We can add a function to the .group method to find the A/B group means.

shuffled_narc.group('Shuffled Grouping',np.average)
Shuffled Grouping Narc average
F 4.6
M 4.50794
a_mean = shuffled_narc.group('Shuffled Grouping',np.average).column(1).item(0)
a_mean
4.6
b_mean = shuffled_narc.group('Shuffled Grouping',np.average).column(1).item(1)
b_mean
4.507936507936508
diff = a_mean - b_mean
diff
0.09206349206349174

The ab_diff function

Using the above code blocks as a template, we can write a function that grabs the means from the grouping table. Again, the expected input is a two-column table with the grouping variable first.

def ab_diff(tab):
    tab.group(0,np.average)
    a_mean = tab.group(0,np.average).column(1).item(0)
    b_mean = tab.group(0,np.average).column(1).item(1)
    return a_mean - b_mean

ab_diff(shuffled_narc)
0.09206349206349174

Simulating the statistic

The statistic we need is the difference in shuffled A/B group means. Our plan is to use a for loop to repeatedly reshuffle the labels and calculate this statistic. The output will be an array representing a random sampling of this statistic.

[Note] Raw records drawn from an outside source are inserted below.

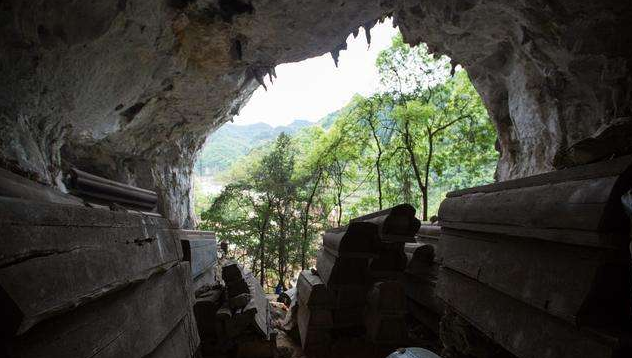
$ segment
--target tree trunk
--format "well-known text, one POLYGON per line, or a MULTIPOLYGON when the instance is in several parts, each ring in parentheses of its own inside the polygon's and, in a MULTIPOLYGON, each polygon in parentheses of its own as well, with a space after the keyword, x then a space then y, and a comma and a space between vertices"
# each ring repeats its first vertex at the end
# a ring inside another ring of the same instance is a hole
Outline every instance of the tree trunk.
POLYGON ((307 204, 305 205, 305 215, 303 216, 303 240, 301 241, 301 270, 305 270, 307 268, 307 231, 309 226, 309 210, 312 207, 312 202, 314 201, 314 196, 316 195, 316 189, 318 188, 318 184, 320 183, 320 178, 322 177, 323 171, 318 170, 318 176, 316 177, 316 181, 314 182, 314 187, 312 188, 311 193, 309 194, 309 198, 307 199, 307 204))
POLYGON ((419 165, 417 164, 417 158, 415 158, 415 151, 414 151, 414 146, 412 143, 412 139, 410 138, 410 130, 409 130, 409 123, 408 121, 406 121, 406 124, 404 125, 404 144, 406 147, 406 151, 408 152, 408 155, 410 157, 410 165, 413 167, 413 172, 415 173, 415 180, 417 181, 417 185, 419 186, 419 191, 421 192, 421 202, 422 202, 422 220, 423 221, 427 221, 428 220, 428 192, 427 192, 427 188, 424 186, 423 181, 421 179, 421 173, 419 171, 419 165))
POLYGON ((382 145, 380 144, 380 138, 377 136, 377 128, 372 120, 369 120, 369 126, 371 127, 371 133, 377 146, 377 158, 375 159, 375 170, 377 171, 377 200, 382 210, 382 167, 380 160, 382 159, 382 145))

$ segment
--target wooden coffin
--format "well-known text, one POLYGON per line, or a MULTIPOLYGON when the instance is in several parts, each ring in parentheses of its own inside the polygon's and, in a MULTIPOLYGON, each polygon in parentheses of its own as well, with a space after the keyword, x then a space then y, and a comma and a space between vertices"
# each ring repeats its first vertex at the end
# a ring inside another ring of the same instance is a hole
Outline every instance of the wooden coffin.
POLYGON ((623 308, 616 297, 626 270, 611 250, 454 230, 442 243, 445 267, 569 323, 586 323, 591 309, 607 313, 604 303, 615 310, 610 315, 623 308))
POLYGON ((188 314, 171 333, 151 352, 147 358, 193 358, 196 356, 200 340, 195 332, 195 320, 188 314))
POLYGON ((123 184, 94 174, 72 168, 66 183, 71 193, 84 200, 102 205, 152 211, 158 204, 155 191, 123 184))
POLYGON ((344 285, 330 289, 333 306, 336 308, 364 307, 368 285, 344 285))
POLYGON ((279 294, 279 297, 277 297, 277 302, 283 303, 285 306, 290 307, 290 305, 292 304, 292 300, 294 300, 294 297, 296 297, 296 291, 297 288, 292 287, 281 292, 279 294))
POLYGON ((436 279, 420 279, 408 273, 404 276, 406 297, 436 314, 442 314, 444 305, 437 297, 436 286, 436 279))
POLYGON ((421 221, 415 217, 415 208, 410 204, 400 204, 357 217, 350 222, 376 224, 380 240, 387 242, 414 242, 414 236, 421 226, 421 221))
POLYGON ((620 204, 631 163, 621 157, 448 194, 438 295, 521 358, 620 354, 616 332, 632 319, 620 204))
POLYGON ((377 344, 404 344, 408 340, 408 331, 404 315, 385 315, 369 311, 365 317, 366 335, 377 344))
POLYGON ((443 228, 601 248, 627 247, 620 203, 632 156, 448 193, 443 228))
POLYGON ((364 305, 348 308, 334 308, 331 311, 333 327, 340 329, 364 326, 364 311, 364 305))
POLYGON ((424 327, 429 328, 434 334, 439 335, 439 322, 441 321, 442 312, 434 312, 419 303, 407 299, 406 308, 408 313, 424 327))
POLYGON ((325 308, 333 306, 331 293, 327 290, 325 283, 311 270, 301 271, 296 289, 298 299, 304 306, 325 308))
POLYGON ((406 273, 419 279, 436 280, 439 263, 435 256, 435 246, 428 244, 406 244, 406 273))
POLYGON ((439 295, 485 335, 517 357, 617 357, 619 342, 574 327, 449 268, 441 270, 439 295))
POLYGON ((377 226, 372 223, 350 223, 323 234, 323 249, 335 257, 376 257, 377 244, 377 226))
MULTIPOLYGON (((174 334, 184 339, 178 342, 183 346, 177 350, 191 353, 197 349, 198 337, 191 312, 190 280, 189 264, 176 264, 43 321, 16 337, 15 356, 144 357, 153 353, 161 357, 171 349, 161 347, 161 342, 171 340, 174 334)), ((187 354, 182 356, 192 357, 187 354)))
POLYGON ((404 314, 406 295, 404 286, 396 281, 376 282, 367 294, 367 308, 384 314, 404 314))
POLYGON ((299 304, 297 322, 301 331, 309 329, 329 329, 333 327, 331 309, 307 307, 299 304), (301 328, 302 327, 302 328, 301 328))
POLYGON ((377 251, 378 257, 371 260, 371 271, 404 271, 407 258, 403 243, 382 243, 377 251))
MULTIPOLYGON (((182 250, 167 220, 0 197, 0 286, 14 333, 174 266, 182 250)), ((6 321, 5 321, 6 322, 6 321)))
POLYGON ((217 241, 215 234, 209 231, 178 230, 182 244, 184 261, 191 263, 193 288, 215 282, 215 263, 217 262, 217 241))
POLYGON ((318 275, 328 289, 345 285, 365 285, 369 280, 369 260, 365 258, 337 258, 321 250, 316 261, 318 275))

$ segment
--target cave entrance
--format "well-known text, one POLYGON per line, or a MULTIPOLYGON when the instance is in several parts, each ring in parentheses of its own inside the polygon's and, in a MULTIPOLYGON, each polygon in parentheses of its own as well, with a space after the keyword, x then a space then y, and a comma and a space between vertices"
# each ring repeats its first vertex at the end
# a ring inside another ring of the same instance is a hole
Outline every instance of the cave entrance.
POLYGON ((495 129, 467 73, 390 18, 258 80, 207 139, 194 193, 199 228, 269 291, 313 266, 325 229, 400 203, 430 222, 447 192, 494 179, 495 129))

The engine in the for loop is quite simple. We shuffle the data table and calculate the difference in A/B means in one line using the two functions we created above.

diffs = make_array()

# Reduce reps to 1,000 or less, especially if running in cloud.
reps = 5000

for i in range(reps):
    new_diff = ab_diff(ab_shuffle(narc))
    diffs = np.append(diffs, new_diff)

# Remove the hashtag/comment symbol to see the array output
# diffs

Displaying the distribution of the null hypothesis statistic

Let’s create a third function, one that will take an array of simulated statistics along with an observed value and plot a histogram showing both.

def ab_hist(myArray, observed_value):
    tab = Table().with_column('A/B Differences',myArray)
    tab.hist(0)
    _ = plots.plot([observed_value, observed_value], [0, 0.1], color='red', lw=2)

ab_hist(diffs,observed_difference)
../_images/0_36_0.png

Conside what the above visualization means.

  1. The blue histogram represents the null hypothesis statistic

  2. The red line indicates the observed value of the statistic

To calculate a \(p\)-value, we first creat a truth array for the number of randomized A/B differences in means that were less than the observed_difference. Then we can sum the truth array which counts all simulated values at least as extreme as the observed value.

sum(diffs <= observed_difference)
1
p_val = sum(diffs <= observed_difference) / reps
p_val
0.0002

Results of Example A/B Test

Because p_val is far less than \(0.05\), we reject the null. In real world terms, we conclude that there is strong evidence that a significant difference exists in Narcissism levels based upon biological sex.